Tok ... tok ... tok, pintu kamar pun kembali ada yang mengetuk.
"Sebentar, Bu!" ucap Alina yang mengira jika itu adalah Ibunya yang hendak memberikan obat untuknya. Ia pun segera membuka pintu kamarnya.
Tubuh Alina terasa membeku ketika melihat seseorang yang ada di balik pintu.
"Mas Bagas, Kau!" Alina ingin menutup kembali pintu kamarnya, ketika melihat kehadiran Bagaskara dihadapannya. Namun, pergerakan Bagaskara lebih cepat dibandingkan dirinya.
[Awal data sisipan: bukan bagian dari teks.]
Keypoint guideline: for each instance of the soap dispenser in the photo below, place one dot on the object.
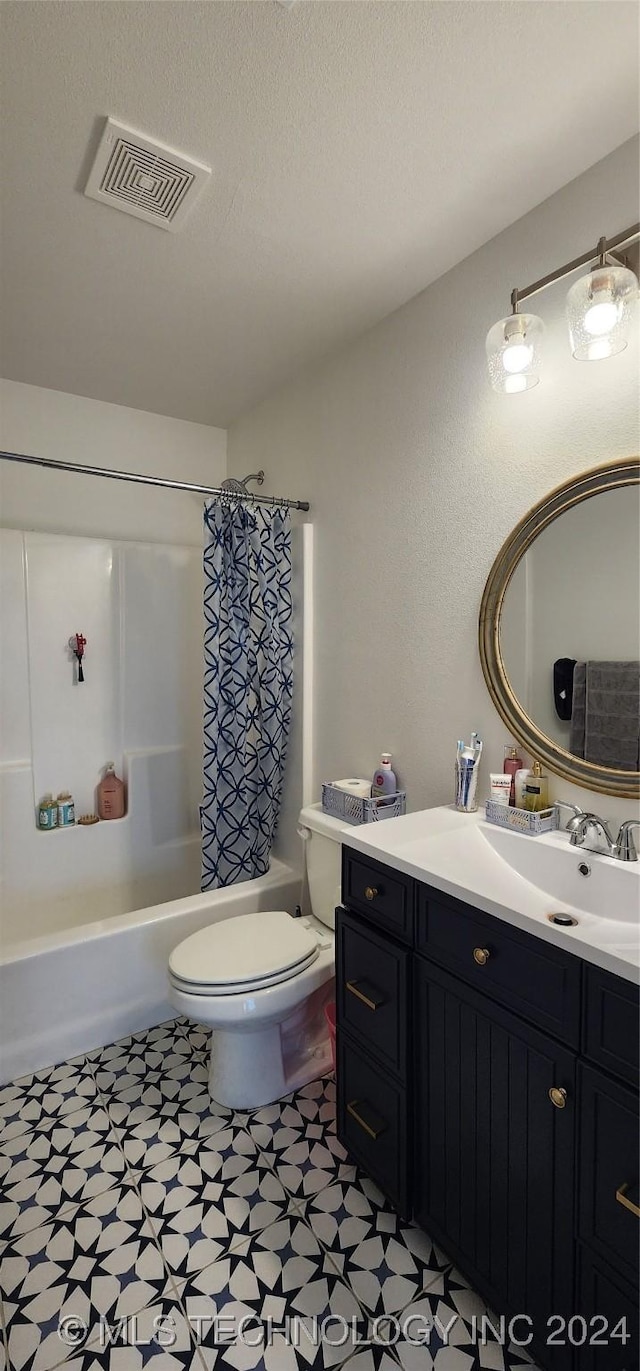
(536, 790)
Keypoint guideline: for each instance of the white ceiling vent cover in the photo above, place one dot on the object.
(145, 178)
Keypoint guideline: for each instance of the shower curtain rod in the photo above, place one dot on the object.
(151, 480)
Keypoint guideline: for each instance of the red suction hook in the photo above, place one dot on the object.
(77, 645)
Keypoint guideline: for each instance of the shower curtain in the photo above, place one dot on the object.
(248, 680)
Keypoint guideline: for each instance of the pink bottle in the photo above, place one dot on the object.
(111, 794)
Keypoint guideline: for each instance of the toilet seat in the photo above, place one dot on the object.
(244, 953)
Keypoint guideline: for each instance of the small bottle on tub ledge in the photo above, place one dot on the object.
(384, 780)
(111, 794)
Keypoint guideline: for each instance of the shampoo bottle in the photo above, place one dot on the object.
(111, 794)
(384, 780)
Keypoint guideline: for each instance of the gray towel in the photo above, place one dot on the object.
(606, 714)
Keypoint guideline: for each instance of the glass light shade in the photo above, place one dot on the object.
(513, 353)
(599, 310)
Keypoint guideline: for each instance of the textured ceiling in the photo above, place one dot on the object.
(359, 150)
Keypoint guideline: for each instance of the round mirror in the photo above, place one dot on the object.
(559, 629)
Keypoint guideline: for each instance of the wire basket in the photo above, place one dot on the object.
(521, 820)
(355, 809)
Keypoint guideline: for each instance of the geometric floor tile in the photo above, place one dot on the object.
(385, 1260)
(140, 1057)
(202, 1207)
(50, 1093)
(128, 1192)
(280, 1281)
(162, 1112)
(158, 1337)
(198, 1035)
(97, 1260)
(62, 1160)
(450, 1344)
(299, 1137)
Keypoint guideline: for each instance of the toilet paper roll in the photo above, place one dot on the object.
(354, 786)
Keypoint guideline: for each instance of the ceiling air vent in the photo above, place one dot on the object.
(144, 178)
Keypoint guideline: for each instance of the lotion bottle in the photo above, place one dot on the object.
(111, 794)
(520, 782)
(536, 790)
(384, 780)
(513, 764)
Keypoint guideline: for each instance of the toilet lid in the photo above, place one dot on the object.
(248, 949)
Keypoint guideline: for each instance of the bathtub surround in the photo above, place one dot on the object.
(140, 606)
(102, 972)
(71, 428)
(248, 684)
(400, 431)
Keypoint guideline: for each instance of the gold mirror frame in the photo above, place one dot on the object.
(605, 779)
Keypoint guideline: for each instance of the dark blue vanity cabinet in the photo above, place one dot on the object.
(488, 1083)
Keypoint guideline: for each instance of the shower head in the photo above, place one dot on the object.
(240, 487)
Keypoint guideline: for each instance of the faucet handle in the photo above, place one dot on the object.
(574, 810)
(625, 845)
(583, 826)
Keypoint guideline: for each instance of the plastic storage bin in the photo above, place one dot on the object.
(354, 809)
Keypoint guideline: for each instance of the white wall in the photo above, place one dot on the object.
(71, 428)
(417, 472)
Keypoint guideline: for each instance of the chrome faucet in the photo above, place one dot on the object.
(624, 847)
(576, 815)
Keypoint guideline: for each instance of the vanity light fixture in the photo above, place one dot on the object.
(599, 313)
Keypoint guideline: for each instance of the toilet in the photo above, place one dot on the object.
(261, 983)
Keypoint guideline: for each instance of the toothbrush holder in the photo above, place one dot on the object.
(466, 780)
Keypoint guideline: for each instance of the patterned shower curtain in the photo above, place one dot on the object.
(248, 679)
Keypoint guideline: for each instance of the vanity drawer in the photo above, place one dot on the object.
(611, 1023)
(609, 1205)
(372, 976)
(372, 1120)
(385, 897)
(603, 1300)
(537, 980)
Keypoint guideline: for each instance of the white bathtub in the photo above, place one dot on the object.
(85, 986)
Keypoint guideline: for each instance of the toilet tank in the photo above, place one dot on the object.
(322, 838)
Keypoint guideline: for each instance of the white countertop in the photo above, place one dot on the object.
(520, 879)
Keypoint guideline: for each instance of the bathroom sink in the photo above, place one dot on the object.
(520, 879)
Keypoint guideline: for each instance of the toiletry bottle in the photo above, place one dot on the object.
(520, 782)
(384, 780)
(48, 813)
(111, 794)
(536, 790)
(66, 809)
(511, 764)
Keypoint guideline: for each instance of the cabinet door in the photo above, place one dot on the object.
(495, 1157)
(609, 1212)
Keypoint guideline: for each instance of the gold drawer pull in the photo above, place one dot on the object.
(624, 1198)
(361, 1122)
(359, 994)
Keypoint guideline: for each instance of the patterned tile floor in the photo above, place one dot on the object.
(144, 1226)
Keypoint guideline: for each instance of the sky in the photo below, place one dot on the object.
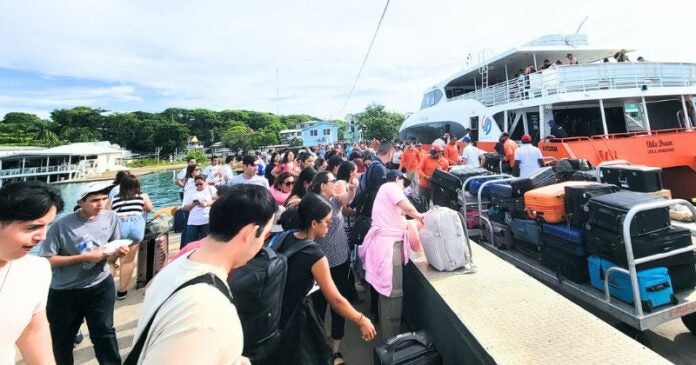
(289, 57)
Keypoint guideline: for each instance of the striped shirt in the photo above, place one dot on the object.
(134, 206)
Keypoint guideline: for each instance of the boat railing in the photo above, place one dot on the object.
(585, 77)
(38, 170)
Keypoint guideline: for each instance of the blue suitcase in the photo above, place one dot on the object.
(526, 230)
(654, 284)
(475, 185)
(564, 237)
Bagaskara semakin mendekatinya, membuat Alina mundur perlahan dan hendak menghindari Abang sepupunya tersebut. Namun, semakin Alina menjauhinya, Bagaskara semakin nekat menghampirinya. Hingga membuat tubuh Alina pun menempel di dinding tembok. Membuat Bagaskara semakin leluasa berbuat sesuka hatinya.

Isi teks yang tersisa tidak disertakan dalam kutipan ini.